Rarely in my life have I felt compelled to tell my story. I’ve conducted enough interviews, written enough profiles to know that the way each of us tell our own story tends to skew away from the actual truth and toward what we would like to be perceived as the truth. I am a writer; I am in the habit of observing, listening and trying to make sense of a person; I see this in everyone; I’m no exception. In fact as a writer, an idealist, the skew is probably more drastic. So there is one reason. The other is the fact that everything I’ve done in my life, anything that’s happened to me has already happened. Which makes it boring. I write for nearly the same reason I read: to have something to do that I genuinely enjoy. I do not want to read what has already been done, by me or others before me. In high school this personality trait was described as ADHD or learning disabled. In therapy in adulthood it was diagnosed as a tendency toward OCD or perfectionism. Either way, what stimulates me most of the time is anything I haven’t done, or felt, or seen. I have a compulsion to uncover mystery. At the same time I like it best when life stays mysterious.
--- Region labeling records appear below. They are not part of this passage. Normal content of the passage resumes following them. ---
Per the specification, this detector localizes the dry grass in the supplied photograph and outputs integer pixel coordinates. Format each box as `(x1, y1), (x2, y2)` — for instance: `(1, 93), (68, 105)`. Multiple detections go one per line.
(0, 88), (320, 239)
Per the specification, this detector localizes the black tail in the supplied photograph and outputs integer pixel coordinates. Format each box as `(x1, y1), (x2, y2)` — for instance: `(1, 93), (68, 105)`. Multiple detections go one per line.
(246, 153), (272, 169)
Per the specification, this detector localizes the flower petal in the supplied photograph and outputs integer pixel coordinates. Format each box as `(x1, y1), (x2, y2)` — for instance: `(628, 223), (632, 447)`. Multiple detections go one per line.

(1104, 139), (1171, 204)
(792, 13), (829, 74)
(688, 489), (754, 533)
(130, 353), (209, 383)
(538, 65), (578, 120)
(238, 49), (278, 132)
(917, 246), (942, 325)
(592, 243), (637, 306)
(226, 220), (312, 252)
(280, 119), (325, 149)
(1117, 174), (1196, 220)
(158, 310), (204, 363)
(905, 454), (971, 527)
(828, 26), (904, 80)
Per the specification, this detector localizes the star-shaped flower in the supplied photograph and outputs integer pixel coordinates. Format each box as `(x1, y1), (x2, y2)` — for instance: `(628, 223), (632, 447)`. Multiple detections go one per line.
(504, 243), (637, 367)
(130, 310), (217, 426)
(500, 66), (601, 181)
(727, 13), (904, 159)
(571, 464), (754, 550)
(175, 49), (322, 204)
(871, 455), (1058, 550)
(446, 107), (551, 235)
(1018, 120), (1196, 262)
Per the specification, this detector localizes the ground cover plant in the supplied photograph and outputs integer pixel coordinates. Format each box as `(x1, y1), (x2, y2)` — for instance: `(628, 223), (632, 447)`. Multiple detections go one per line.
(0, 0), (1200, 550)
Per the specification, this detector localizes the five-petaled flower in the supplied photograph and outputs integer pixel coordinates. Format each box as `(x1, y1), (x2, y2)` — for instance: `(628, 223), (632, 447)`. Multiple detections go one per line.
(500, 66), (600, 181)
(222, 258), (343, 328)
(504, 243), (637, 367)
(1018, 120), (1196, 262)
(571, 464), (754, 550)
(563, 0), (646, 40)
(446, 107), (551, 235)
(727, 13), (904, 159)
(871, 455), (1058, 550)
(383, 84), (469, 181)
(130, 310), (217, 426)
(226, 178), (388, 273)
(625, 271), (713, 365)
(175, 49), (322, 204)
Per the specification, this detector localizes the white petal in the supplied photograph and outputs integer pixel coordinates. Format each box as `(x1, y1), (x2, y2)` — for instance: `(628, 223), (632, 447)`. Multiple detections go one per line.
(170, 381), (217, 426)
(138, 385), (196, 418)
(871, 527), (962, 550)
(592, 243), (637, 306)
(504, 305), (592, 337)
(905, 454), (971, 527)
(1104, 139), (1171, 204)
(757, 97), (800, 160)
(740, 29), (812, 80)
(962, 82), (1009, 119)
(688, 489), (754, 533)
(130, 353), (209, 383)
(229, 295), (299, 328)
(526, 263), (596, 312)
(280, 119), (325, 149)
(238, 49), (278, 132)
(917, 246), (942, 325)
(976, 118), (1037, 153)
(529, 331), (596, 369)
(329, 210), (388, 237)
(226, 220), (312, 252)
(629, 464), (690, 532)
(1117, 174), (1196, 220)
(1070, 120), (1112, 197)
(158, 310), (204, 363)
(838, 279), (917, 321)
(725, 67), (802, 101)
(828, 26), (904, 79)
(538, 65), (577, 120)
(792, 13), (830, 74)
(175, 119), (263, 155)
Now I’m in the trap: I’m writing myself. I might create myself in my own image like the millennial narcissist I am, obsessively perfecting the way I’m seen—including by myself—but however incorrectly I do so, the whole world still comes to life through my eyes. As ancient practices teach, I’m not doing anything to make this so; I’m the mere occurrence of consciousness. But removing myself from the equation altogether is nearly impossible if I’m writing honestly: I have to disclaim that this is what I think. It’s my version of perceived reality. In other words, writing is just another narcissistic outlet. (This is also reductive and I don’t entirely believe it; however, there is an argument to be made for it. I do believe it at times.)
There might be another aspect of my inability to give in to writing about me. You might be thinking it and I’ll say it: fear. It is painfully vulnerable to tell the world anything about yourself, especially in your own words. People (myself worst of all when it comes to reading my own writing) are harsh, unfair, flawed, jealous, competitive, and also just mean. It can feel like there is a lot at stake, writing things down. If you do it well, you might be something of a writer, but if you do it poorly you are a bad writer with plenty of other personal flaws worth criticizing. So I get to the top of the page and on many an occasion, stop before I start. At least this way I am only unproductive.